Can bacteria grow in demineralized water?

The quality is decisive

In addition to the European Pharmacopoeia, the requirements of the Drinking Water Ordinance also have a decisive influence on the quality of the pharmaceutically used water, since drinking water can be used as a raw material for the production of the water qualities mentioned in the Ph. Here, requirements are made with regard to the microbiological and chemical quality, for example the absence of pathogens, limit values ​​for heavy metals, biocides and other known toxic substances. However, the investigation of the microbial contamination of drinking water is carried out on a different agar than that prescribed for pharmaceutical purposes. The recovery of germs is significantly lower with the agar used in drinking water analysis. Therefore, limit values ​​and test results from this area cannot be directly compared (9).

Manufacture of water for pharmaceutical purposes

The importance of water in pharmaceutical production is expressed not least in the fact that both the European Medicines Agency (EMA) and the World Health Organization (WHO) comprehensively regulate the production, quality and use of pharmaceutically used water in guidelines (8, 11 , 12).

As a raw material for the production of purified water or WFI, the Ph. Eur. Allows drinking water, the quality of which is regulated in Germany by the Drinking Water Ordinance. Purified water can be produced by means of distillation, ion exchange processes, reverse osmosis or other suitable processes. Only distillation is allowed for the production of Aqua ad iniectabilia (1, 2).

Distillation: The basic principle of distillation is the evaporation of water and the condensation of the water vapor in a separate vessel. During this process, aerosols are always created that carry away non-volatile components such as salts, organic compounds or microorganisms from the raw water. Therefore, the requirement for apparatus for the production of WFI that entrainment of droplets must be avoided, for example through so-called baffles in the still, on which small droplets are deposited. Overall, distillation is an energy and cooling water-intensive process. In larger technical systems, heat exchangers and compressors are therefore used to save energy and cooling water.

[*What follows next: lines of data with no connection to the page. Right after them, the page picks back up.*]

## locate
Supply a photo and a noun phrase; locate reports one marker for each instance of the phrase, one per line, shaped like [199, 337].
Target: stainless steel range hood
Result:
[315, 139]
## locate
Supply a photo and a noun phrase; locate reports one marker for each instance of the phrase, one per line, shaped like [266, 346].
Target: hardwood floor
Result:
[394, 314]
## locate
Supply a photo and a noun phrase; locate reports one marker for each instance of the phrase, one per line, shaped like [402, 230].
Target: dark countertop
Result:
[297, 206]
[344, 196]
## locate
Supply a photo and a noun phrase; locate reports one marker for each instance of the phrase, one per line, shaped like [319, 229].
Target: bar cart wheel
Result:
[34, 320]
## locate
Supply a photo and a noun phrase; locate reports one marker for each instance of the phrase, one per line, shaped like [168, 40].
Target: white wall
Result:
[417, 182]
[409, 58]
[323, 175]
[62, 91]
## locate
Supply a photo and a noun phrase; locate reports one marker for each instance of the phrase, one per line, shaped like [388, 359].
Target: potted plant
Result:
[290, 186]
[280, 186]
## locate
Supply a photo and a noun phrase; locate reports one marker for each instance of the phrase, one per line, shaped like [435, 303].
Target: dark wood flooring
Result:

In general, very good water quality can be produced by means of distillation. By heating it, almost germ-free water can be produced. It is important - especially for small-scale production in pharmacy laboratories - to collect the distillate in a sterile or low-germ storage container in order to avoid unnecessary decanting processes and the associated risks of contamination (2, 6).

Ion exchanger: Ion exchange processes are common methods for the production of aqua purificata. Here, the ionic components of the water on cation and anion exchange resins against hydrogen (H.+) and hydroxyl ions (OH), which react with each other to form water. This results in demineralization, but no removal of organic substances.

The resulting water quality can be recorded using conductivity measurement as an in-process or final control. In addition to ionic components, organic impurities (total organic carbon, TOC) must also be removed in order to comply with the pharmacopoeia requirements for aqua purificata. Through photo-oxidation, in which ozone is generated by UV radiation (100 to 400 nm), organic material can be converted completely into CO2 and H2O are oxidized.

Water from ion exchange systems is generally to be viewed as microbially critical, as there are no germicidal processes during production. Ion exchange resins are organic polymers with a porous and very large surface. This offers microorganisms simple opportunities to establish themselves and build up biofilms. In addition, the water flowing through is at room temperature and carries organic substances with it that can serve as a nutrient base. In short: ideal conditions for the growth of microorganisms. Therefore, water from ion exchangers must be pretreated before use. This can be done by filtration through a bacteria-retaining filter with a nominal pore size of maximum 0.22 µm or by boiling for at least five minutes.

It should be noted that killing viable microorganisms by boiling does not improve the endotoxin content, since bacterial endotoxins in particular are usually stable up to 250 ° C. Endotoxins act as pyrogens and, when administered parenterally, can lead to fever reactions and sepsis, even in very small amounts. They mostly belong to the group of lipopolysaccharides, which are components of the cell walls of gram-negative bacteria. Other materials, for example plastic components, can also have a pyrogenic effect. For parenterals in particular, it is essential to limit pyrogens and to use WFI (1, 6).

Reverse or reverse osmosis: Reverse osmosis is also used to produce aqua purificata. The principle: two chambers are separated from each other by a semipermeable membrane that is only permeable to water molecules. If pressure is built up on the side of the chamber in which the raw water is located, the water molecules diffuse through the membrane into the area that collects the pure water.